My preferred type of ending is a gradual reduction of parts and sounds, so that the music appears to slowly unravel or disintegrate. Gradually reducing is a staple structuring device of electronic dance music, but technology-influenced composers such as Steve Reich have also been using this technique for decades. Unraveling and disintegrating are more compelling to me than the classic fade out, whereby the musicians keep playing their parts as their sounds slowly vanish in the mix’s distance. (Here is an article on the history of fade outs in popular music.) It’s also more useful than an abrupt ending where everyone stops on the “and” of beat 4, or worse yet, come together on a final downbeat punctuated with a giant cymbal crash.
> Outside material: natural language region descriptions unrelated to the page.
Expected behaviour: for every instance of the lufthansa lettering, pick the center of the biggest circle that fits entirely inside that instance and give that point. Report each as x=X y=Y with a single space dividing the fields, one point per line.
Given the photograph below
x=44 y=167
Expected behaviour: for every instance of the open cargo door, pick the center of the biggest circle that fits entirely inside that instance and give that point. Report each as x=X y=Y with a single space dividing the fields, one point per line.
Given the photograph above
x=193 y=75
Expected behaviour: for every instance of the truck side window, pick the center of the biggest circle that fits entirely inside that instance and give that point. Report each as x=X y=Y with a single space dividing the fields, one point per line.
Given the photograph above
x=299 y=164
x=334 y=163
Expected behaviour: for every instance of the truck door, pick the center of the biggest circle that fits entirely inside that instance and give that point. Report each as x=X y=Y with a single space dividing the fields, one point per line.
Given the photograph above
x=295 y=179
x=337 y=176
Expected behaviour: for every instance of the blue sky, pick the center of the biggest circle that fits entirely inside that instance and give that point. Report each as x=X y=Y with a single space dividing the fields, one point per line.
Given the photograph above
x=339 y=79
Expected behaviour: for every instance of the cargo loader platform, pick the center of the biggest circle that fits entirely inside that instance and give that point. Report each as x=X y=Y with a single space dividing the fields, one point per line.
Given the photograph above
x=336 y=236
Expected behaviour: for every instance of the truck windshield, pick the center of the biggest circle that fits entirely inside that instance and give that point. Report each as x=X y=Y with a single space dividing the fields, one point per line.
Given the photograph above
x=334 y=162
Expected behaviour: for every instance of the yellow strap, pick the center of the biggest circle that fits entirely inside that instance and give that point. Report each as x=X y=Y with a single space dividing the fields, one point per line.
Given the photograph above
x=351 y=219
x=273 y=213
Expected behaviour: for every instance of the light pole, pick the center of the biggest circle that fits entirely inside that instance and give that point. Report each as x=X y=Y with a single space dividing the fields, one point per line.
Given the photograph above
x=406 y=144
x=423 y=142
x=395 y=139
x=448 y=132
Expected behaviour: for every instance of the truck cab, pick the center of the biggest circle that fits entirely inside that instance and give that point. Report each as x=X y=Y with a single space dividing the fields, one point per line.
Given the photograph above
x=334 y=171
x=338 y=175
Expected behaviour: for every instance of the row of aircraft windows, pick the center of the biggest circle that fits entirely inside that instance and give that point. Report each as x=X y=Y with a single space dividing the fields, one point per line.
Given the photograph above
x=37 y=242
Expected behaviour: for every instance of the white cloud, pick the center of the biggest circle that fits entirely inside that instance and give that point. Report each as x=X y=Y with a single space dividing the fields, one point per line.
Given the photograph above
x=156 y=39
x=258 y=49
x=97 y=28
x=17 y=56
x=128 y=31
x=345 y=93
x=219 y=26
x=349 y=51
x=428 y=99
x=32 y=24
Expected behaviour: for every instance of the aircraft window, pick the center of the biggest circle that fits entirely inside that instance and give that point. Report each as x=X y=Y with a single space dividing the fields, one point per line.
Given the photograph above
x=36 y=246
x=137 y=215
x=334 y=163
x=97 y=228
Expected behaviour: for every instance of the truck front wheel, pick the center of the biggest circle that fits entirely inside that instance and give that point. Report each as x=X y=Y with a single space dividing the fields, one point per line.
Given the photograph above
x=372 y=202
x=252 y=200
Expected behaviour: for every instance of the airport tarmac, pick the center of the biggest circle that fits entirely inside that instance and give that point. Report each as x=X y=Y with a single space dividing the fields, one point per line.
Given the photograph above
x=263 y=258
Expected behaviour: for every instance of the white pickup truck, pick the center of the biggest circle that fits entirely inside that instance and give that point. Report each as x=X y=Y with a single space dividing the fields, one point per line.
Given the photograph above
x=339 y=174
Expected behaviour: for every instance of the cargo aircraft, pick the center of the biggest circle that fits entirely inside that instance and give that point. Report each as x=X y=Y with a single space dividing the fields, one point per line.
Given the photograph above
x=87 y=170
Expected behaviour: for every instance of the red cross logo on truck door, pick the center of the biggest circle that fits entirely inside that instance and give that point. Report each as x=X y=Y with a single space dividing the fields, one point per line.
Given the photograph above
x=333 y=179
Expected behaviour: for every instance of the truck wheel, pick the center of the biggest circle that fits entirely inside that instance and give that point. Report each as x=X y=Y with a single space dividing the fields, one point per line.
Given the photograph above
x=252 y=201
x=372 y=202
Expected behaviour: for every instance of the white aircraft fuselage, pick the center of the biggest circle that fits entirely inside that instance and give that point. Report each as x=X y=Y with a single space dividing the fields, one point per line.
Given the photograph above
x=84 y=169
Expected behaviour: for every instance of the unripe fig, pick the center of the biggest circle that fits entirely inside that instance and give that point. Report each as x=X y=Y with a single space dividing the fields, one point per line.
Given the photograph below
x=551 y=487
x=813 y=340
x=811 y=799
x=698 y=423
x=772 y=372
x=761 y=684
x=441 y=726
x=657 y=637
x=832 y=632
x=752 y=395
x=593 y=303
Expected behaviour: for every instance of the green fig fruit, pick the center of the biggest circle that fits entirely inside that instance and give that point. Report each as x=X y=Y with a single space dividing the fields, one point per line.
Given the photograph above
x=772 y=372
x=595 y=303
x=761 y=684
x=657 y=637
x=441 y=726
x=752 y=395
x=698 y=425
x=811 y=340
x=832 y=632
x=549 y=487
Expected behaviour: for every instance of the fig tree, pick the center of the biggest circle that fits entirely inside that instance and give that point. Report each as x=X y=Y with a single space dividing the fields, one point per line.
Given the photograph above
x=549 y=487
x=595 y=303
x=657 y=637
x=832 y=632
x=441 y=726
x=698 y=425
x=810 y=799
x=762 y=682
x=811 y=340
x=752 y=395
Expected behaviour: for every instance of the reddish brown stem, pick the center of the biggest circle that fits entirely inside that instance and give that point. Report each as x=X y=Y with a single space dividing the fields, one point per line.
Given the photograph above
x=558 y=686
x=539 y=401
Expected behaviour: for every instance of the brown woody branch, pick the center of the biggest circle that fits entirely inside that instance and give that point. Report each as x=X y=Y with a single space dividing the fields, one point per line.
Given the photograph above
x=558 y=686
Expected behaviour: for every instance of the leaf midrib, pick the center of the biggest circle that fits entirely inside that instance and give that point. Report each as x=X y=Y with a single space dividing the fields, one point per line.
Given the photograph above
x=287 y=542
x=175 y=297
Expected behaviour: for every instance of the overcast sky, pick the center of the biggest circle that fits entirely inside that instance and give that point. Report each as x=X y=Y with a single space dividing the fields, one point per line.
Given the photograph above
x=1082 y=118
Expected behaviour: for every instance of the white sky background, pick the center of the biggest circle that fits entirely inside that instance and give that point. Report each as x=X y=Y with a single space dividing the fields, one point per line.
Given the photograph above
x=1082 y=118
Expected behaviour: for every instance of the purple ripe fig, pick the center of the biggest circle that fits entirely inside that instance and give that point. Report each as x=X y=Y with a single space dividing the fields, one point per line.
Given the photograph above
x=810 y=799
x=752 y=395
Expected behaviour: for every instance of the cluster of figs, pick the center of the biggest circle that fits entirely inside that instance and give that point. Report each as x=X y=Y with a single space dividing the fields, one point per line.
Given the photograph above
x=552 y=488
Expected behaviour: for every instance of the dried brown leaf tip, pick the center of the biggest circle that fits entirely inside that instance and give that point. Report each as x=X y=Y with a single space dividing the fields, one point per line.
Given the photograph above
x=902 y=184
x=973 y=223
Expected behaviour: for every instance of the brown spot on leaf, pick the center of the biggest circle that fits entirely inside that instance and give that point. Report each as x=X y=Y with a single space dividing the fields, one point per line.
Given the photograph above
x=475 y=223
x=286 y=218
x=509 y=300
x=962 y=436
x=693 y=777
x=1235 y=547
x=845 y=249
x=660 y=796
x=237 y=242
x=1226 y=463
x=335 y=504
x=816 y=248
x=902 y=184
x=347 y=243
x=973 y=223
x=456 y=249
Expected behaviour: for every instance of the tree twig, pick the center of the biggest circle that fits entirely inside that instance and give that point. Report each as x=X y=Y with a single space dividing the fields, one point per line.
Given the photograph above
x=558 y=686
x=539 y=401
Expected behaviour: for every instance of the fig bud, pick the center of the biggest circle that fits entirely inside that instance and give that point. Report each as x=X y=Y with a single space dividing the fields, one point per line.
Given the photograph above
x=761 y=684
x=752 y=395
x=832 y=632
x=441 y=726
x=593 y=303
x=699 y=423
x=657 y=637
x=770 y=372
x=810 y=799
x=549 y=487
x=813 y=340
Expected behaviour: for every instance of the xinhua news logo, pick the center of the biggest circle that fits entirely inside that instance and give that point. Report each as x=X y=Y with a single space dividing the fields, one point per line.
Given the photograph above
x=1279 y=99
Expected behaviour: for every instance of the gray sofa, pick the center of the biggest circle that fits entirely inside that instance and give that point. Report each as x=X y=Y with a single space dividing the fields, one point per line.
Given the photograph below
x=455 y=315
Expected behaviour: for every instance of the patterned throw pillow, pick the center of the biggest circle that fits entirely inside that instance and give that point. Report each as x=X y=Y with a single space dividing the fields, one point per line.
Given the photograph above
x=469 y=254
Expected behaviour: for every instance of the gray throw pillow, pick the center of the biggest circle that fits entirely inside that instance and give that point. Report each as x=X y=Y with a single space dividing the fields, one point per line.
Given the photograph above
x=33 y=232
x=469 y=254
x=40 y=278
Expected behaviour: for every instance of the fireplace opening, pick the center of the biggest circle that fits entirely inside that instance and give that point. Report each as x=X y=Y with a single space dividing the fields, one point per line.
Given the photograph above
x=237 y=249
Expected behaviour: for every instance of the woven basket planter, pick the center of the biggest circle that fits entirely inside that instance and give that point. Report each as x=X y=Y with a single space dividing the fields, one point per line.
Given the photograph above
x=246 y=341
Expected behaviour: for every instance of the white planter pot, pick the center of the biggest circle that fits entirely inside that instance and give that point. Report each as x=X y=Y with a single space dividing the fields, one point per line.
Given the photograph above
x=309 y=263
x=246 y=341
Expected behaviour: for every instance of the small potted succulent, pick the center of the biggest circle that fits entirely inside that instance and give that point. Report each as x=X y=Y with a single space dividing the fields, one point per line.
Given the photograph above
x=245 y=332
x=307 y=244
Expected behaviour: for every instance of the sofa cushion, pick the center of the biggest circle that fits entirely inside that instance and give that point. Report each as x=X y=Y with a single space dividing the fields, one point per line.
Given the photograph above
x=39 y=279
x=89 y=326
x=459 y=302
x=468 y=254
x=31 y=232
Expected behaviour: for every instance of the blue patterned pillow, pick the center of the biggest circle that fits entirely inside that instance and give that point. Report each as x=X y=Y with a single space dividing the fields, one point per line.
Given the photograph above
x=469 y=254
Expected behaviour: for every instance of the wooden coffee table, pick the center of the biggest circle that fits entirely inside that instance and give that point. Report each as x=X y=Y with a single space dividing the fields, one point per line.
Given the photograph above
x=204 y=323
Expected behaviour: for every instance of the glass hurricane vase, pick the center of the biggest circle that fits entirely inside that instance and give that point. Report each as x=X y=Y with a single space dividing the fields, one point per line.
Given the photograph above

As I hear it, unraveling or disintegrating parts and sounds involves altering the music such that it gradually loosens its hold on the listener and the sound-to-silence ratio shifts. It’s about taking things out in subtle ways to subtly cue the listener as to what’s happening.

As I craft endings, I re-evaluate the overall form of the piece and decide if now is really the time end. Sometimes it’s clear that  

the music must go on!

and so I’ll extend and transform the ending into something substantial. Recently this involved writing codas for some tracks, so that when you think the music is over it returns. I wrote several codas, but then reversed course on two tracks on which the codas sounded indulgent. Such are the editing choices necessary when producing music. At these moments, it’s essential to distinguish between what one likes and what is actually needed. This is way of thinking that I could apply to other aspects of making music: to bring what I like and what is actually needed into alignment so that either route brings a similar result. 

Working on endings sometimes gives me new ideas for beginnings too. A few times I was fiddling with an ending and began listening to a sound on its own. I wondered if the part couldn’t also work at the beginning of the track, and a few times it worked well. One lesson from this is that musical elements are almost always modular: that thing over there could also work right here if you alter it a bit. Another lesson from working on endings is that it gives you a chance to revisi details inside the music that you may have temporarily lost track of. 

The most interesting part of musical endings though, is that they up the level of my concentration and so they’re fun to listen to. This is especially so then the music’s volume begins diminishing and the track’s parts are falling apart. I lean in closer towards my monitors, turn up the volume slightly—manually overriding my fade out—and try to hear everything going on. Is this what I want? Can I hear too much or just enough of what is dissolving? I especially love those moments where I notice a sound for the first time, the moments when a sound is felt as much as heard, the moments when the music finally moves like it was moving towards something all along.